Like many birders I am cursed with a job. Considering the economic times we live in that is probably not the most politic way of putting it but when there are good birds around (And when isn’t there?) a job can feel more like an albatross around your neck than a goose laying golden eggs. Or something.
Anyway, one of my defense mechanisms from the work-a-day world is finding little bits of time before, during, or after the work day to look for birds. There are several parks in Bergen County, New Jersey, that I can stop at on my way to work and there are a couple of favorite spots I like to hit back in Queens on my way home. (I usually try to sneak my en route birding in closer to my destination simply because traffic on my two-bridge, two-borough, two-state commute is so unpredictable.)
Yesterday, I took advantage of the friendly precincts of Van Saun Park in Paramus on my way to work. I have to find a really stunning bird there but I have had luck photographing some common species. While I once again didn’t see anything particularly noteworthy I was pleased to find five species of wood-warbler, including this inquisitive Magnolia Warbler.

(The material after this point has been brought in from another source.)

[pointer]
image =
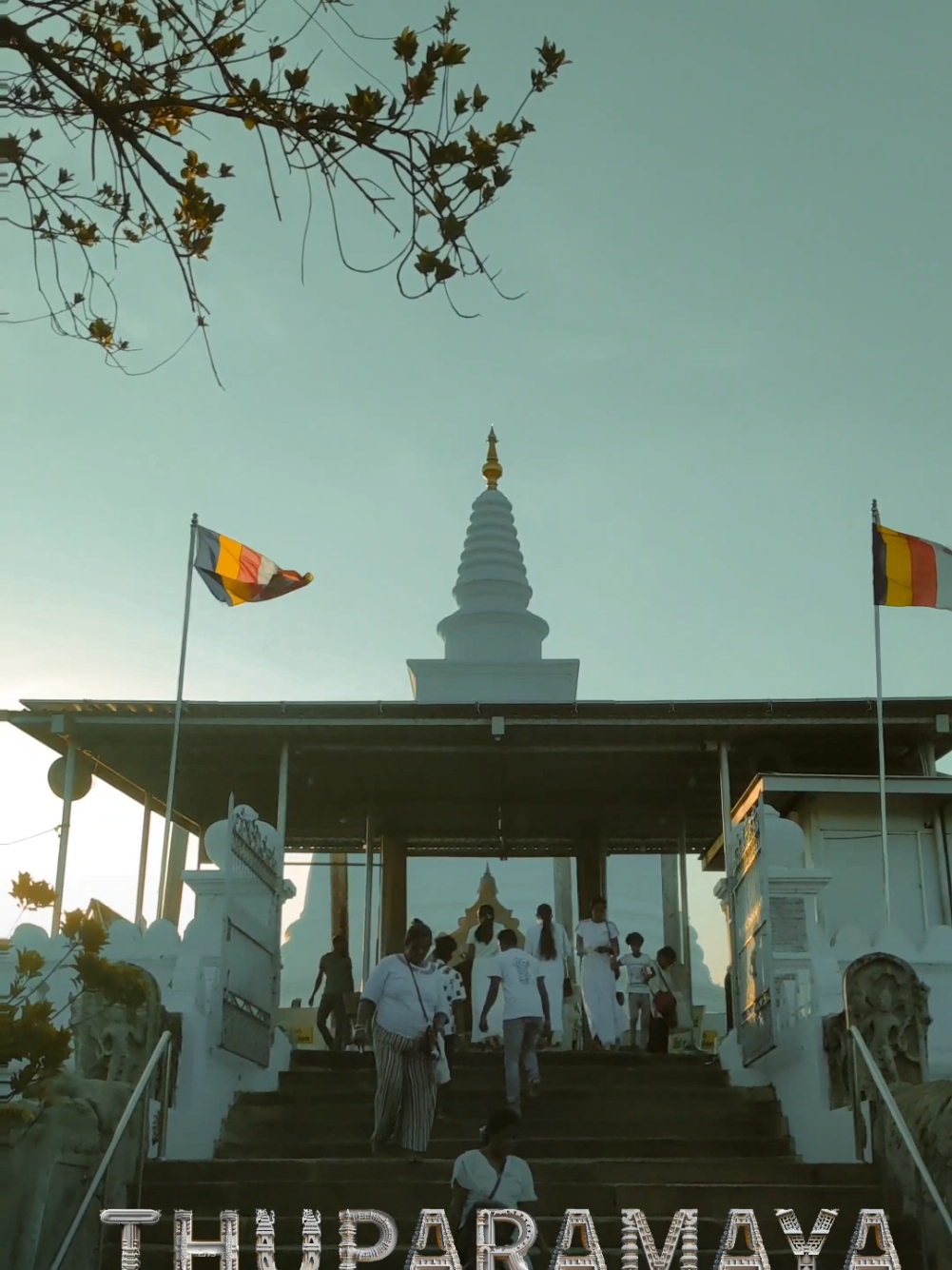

Magnolia Warbler Setophaga magnolia
It’s wonderful that land-bird migration has really gotten moving over the last week and a dedicated birder can find birds almost anywhere.
On my way home I stopped at the park that is closest to my house and on my way home from work, Flushing Meadows Corona Park, another place that has frequently earned my attention. The usual suspects were around in numbers – a host of Mallards, a swarm of European Starlings, scads of Rock Pigeons, and a bunch of Double-crested Cormorants. The early evening sun was getting low in the sky and providing perfect illumination for the Ring-billed Gulls that are always on the prowl for a handout.
Ring-billed Gull Larus delawarensis (click it for a bigger version)
I spent maybe ten minutes and then got back in my car to head home. But I was momentarily distracted by a trio of juvenile Least Sandpipers feeding from the edges of a rapidly fading puddle in the parking lot. I have a soft spot for what I consider the most beautiful shorebird and couldn’t resist pausing to rattle off a hundred shots or so. They were continually coming with some kind of invertebrate from the pavement but I have no idea what it was. Then again, I might not want to know what kind of creepy-crawlies are living in parking lot puddles because they might give me nightmares.
Least Sandpiper Calidris minutilla
Considering that I put in a full day of work I was pretty pleased with my day’s birding. How about you? How do you get birds in on days when you have earn your living?